En un pueblo francés, los migrantes empiezan a instalarse entre la cautela de los habitantes

Por Romain FONSEGRIVES
1 / 4
Foto tomada el 24 de octubre de 2016 muestra a ciudadanos afganos alojados en el campo de refugiados y migrantes en Forges-les-Bains, al sureste de París, Francia

En el centro de acogida de Forges-les-Bains, cerca de París, que fue parcialmente incendiado a inicios de septiembre, un grupo de migrantes afganos empieza a instalarse bajo la mirada cautelosa de los residentes de esta localidad de 3.700 habitantes.

El incendio deliberado ocurrido el mes pasado, antes de la llegada de sus primeros ocupantes, convirtió a este centro en un símbolo de la oposición de una parte de la población francesa a la llegada de migrantes y refugiados.

El establecimiento, una enorme casona con un parque ubicado en el centro de esta localidad próspera, ha acogido a 77 hombres que llegaron en dos olas sucesivas, el primero hace un mes, el segundo el martes.

Aún se pueden ver las huellas del incendio en el techo del inmueble principal. Pero sus nuevos residentes apenas se dieron cuenta.

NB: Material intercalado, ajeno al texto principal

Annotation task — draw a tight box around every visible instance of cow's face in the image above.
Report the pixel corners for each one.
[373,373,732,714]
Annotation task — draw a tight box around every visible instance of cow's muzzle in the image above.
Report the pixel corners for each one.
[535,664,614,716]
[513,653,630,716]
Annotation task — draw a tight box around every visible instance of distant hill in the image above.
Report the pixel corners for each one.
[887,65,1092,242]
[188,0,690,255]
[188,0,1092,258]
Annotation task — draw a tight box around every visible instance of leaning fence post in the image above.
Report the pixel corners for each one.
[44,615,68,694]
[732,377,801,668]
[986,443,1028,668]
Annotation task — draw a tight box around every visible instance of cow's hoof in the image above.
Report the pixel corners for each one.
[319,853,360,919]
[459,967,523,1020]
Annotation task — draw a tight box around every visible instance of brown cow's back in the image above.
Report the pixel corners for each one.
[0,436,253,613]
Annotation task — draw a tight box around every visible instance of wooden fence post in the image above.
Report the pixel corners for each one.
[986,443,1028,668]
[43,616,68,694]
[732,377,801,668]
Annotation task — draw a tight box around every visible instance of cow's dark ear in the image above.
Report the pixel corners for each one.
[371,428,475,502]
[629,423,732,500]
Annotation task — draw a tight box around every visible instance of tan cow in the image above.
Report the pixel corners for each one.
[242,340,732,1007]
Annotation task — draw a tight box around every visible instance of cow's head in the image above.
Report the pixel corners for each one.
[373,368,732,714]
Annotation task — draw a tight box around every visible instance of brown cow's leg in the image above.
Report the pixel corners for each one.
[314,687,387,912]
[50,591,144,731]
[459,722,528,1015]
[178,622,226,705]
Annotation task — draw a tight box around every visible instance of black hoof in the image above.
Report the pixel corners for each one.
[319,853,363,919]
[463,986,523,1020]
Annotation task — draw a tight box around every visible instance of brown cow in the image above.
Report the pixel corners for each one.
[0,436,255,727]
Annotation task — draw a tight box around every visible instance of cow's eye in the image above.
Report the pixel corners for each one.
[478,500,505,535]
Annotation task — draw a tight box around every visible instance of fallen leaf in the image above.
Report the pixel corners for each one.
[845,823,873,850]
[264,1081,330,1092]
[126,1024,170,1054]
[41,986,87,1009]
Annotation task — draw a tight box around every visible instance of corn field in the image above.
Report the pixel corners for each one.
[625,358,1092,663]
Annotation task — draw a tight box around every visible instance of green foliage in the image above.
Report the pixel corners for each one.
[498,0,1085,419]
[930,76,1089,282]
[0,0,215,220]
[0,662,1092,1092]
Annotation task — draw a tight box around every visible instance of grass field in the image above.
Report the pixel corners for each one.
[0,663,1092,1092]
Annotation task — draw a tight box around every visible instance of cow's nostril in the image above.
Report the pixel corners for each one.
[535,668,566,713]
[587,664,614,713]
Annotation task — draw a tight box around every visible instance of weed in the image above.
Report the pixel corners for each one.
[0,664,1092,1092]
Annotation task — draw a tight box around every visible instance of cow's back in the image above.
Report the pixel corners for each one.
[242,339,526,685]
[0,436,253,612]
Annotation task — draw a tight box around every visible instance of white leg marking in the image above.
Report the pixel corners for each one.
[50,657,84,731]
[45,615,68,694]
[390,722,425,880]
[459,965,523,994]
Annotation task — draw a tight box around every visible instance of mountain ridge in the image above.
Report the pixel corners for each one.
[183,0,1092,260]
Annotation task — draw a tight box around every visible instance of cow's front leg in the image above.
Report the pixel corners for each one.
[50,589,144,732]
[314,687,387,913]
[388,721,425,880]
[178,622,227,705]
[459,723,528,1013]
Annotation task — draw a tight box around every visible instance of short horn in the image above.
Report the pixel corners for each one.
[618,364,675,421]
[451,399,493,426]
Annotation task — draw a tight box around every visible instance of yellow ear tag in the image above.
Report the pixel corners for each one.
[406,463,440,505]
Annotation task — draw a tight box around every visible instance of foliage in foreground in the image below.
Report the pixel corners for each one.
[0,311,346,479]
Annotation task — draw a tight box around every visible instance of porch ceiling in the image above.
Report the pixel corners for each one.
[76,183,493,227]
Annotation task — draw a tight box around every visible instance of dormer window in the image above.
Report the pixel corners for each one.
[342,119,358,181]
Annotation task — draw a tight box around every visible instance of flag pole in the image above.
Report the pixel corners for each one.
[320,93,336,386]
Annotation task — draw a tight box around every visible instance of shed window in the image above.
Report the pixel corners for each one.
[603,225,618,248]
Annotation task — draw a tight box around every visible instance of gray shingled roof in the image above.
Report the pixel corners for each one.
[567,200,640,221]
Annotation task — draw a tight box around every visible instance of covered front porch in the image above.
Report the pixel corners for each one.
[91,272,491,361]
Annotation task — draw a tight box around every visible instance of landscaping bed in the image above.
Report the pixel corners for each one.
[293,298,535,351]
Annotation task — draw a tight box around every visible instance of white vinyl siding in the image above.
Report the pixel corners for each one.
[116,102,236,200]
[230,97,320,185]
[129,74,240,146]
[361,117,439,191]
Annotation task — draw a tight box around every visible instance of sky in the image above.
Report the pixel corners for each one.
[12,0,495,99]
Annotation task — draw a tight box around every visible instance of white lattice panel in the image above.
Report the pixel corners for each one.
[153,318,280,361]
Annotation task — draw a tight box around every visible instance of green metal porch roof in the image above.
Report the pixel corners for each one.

Por el momento ocupan otras habitaciones de la residencia, que no fueron afectados por las llamas.

"Les hablamos sobre las circunspección" de varios habitantes ante su llegada y "les pedimos que se mantengan vigilantes", explica Bruno Morel, director general de Emmaüs Solidarité, la asociación que gestiona el centro.

Pero decidieron no decirles nada sobre el incendio. "No queríamos que tengan miedo", explica Morel.

"Me gusta dormir aquí. Las habitaciones son lindas", dice Fazalkhaliq Sahak, un afgano de 18 años que ocupa sus días entre clases de francés, una actividad deportiva y las gestiones para pedir asilo en Francia, un proceso laborioso.

Antes de llegar a este centro, conoció el exilio, las calles de París y la evacuación hacia un gimnasio de los suburbios parisinos. Pero allí no lograba dormir por la falta de intimidad, cuenta.

- Movilización ciudadana -

Desde que se abrió el centro no se han registrado incidentes con los habitantes de Forges-les-Bains, según los directores del establecimiento. Aunque a veces, cuando salen a la calle y saludan a los habitantes, no reciben respuesta.

Varios pobladores se han movilizado para acoger a los migrantes. Más de 100 se propusieron como voluntarios durante una reunión reciente, cuenta Morel.

Armelle Rouffignac, una habitante de 42 años, lleva a sus dos hijas, de 11 y 14 años, a jugar ping-pong con los afganos. Los anima también a participar en su club de yudo.

Pero no todos los habitantes de esta localidad ubicada a treinta kilómetros de París son tan entusiastas. Durante una consulta organizada por la alcaldía, 59% de los votantes se declararon en contra de la acogida de migrantes.

Algunas personas se han resignado, otras desconfían de los nuevos arribantes. "Están aquí, ya no podemos hacer nada", manifiestan algunos. Otros cuentan que ahora verifican varias veces que cerraron bien sus puertas o que ya no se pasean por los bosques de la región.

Asimismo, a algunos padres de familia les preocupa que el centro esté cerca de la escuela comunal.

Las autoridades francesas lanzaron esta semana un operativo para realojar en todo el territorio a los migrantes de la "Jungla" de Calais, un campamento en el que se hacinaban miles de personas en condiciones precarias, y de los asentamientos informales en París.

El centro de Forges-les-Bains tiene previsto organizar un día de puertas abiertas. "Poner un nombre y una historia detrás de cada rostro podría ayudar a que se apacigüen los ánimos", espera la alcaldesa de la ciudad, Marie Lespert Chabrier.